Sonomicrometry-derived 3-dimensional geometry of the human tricuspid annulus

Abstract

ObjectivesSurgical correction of functional tricuspid regurgitation is focused on prosthetic reduction and remodeling of the tricuspid annulus. We set out to investigate the precise geometry of the human tricuspid annulus to better guide surgical therapy. MethodsEleven human donor hearts with normal right ventricular function and without tricuspid regurgitation that were rejected for clinical transplantation were harvested. Sonomicrometry crystals were sewn around the tricuspid annulus and pressure sensors placed in the right ventricle and right atrium. The hearts were studied in the TransMedics Organ Care System (Andover, Mass) ex vivo perfusion apparatus in the right heart working model. Data were acquired at baseline and before and after bolus calcium infusion. Annular height, dimensions, strain, and curvature were calculated based on 3-dimensional crystal coordinates. ResultsMaximal annular area was 997 ± 258 mm2 and minimal 902 ± 257 mm2 with contraction of 10% ± 5% at baseline and 19% ± 6% after calcium (P = .007).
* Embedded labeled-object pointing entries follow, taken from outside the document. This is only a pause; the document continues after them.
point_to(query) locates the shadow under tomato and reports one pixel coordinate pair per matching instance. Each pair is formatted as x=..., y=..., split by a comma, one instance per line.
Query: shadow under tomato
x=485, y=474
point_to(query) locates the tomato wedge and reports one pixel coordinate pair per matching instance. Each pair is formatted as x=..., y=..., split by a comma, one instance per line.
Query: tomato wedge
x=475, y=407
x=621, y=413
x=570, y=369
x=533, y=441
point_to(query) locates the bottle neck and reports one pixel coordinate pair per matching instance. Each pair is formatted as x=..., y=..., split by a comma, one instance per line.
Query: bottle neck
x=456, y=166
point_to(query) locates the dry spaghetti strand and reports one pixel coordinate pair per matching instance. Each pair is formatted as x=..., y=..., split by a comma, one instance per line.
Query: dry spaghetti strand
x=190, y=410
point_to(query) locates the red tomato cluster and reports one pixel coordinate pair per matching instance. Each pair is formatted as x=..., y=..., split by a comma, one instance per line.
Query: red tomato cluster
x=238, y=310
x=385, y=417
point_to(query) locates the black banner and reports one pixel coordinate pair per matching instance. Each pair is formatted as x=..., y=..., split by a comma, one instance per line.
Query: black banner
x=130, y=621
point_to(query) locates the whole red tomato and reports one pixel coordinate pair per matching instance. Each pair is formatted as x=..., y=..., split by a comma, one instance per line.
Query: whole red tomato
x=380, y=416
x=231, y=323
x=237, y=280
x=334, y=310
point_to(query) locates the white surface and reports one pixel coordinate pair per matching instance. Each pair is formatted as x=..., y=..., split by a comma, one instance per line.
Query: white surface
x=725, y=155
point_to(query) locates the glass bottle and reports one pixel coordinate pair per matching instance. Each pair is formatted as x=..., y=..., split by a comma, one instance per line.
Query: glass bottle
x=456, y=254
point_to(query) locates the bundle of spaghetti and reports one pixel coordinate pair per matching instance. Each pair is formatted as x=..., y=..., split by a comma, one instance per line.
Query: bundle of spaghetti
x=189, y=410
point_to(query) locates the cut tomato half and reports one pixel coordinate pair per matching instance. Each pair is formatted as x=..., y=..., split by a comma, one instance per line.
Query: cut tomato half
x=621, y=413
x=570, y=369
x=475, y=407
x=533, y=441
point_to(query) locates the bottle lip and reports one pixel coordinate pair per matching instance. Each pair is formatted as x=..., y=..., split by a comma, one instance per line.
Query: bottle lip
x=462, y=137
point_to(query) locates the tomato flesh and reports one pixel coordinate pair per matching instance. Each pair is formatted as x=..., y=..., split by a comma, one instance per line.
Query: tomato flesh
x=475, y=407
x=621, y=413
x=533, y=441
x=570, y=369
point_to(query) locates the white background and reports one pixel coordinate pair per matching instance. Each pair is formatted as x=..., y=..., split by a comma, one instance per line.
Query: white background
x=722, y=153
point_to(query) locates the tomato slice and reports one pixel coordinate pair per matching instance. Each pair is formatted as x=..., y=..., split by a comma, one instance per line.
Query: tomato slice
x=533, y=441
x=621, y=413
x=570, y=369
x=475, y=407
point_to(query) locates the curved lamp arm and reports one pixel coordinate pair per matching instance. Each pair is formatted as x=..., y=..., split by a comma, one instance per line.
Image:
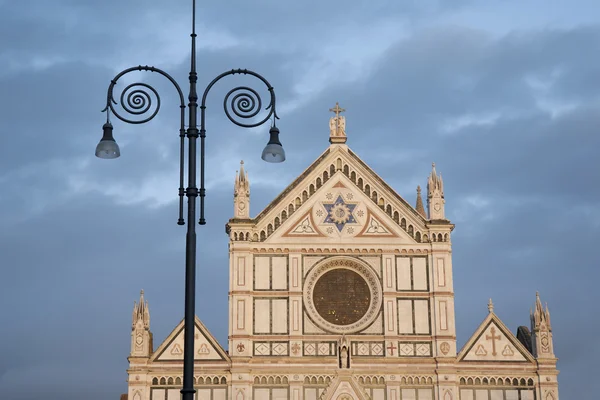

Segmental contractility of anterior, posterior, and septal annular regions was 7% ± 5%, 6% ± 4%, and 6% ± 3%, respectively. Only anterior region had increased contractility after calcium infusion (to 15% ± 5%; P = .023). Annulus had its high points at anteroseptal commissure and the midposterior region and lowest point in the midseptal region with maximal and minimal height of 5.0 ± 1.1 mm and 4.0 ± 1.1 mm, respectively. The greatest curvature responsible for out of plane annular bending was observed at annular high points. ConclusionsThe human tricuspid annulus is a complex 3-dimensional dynamic structure with its high points and maximal degree of bending at the anteroseptal commissure and midposterior annulus. These detailed geometric data may aid the design of more physiologic annular prostheses and surgical reparative techniques.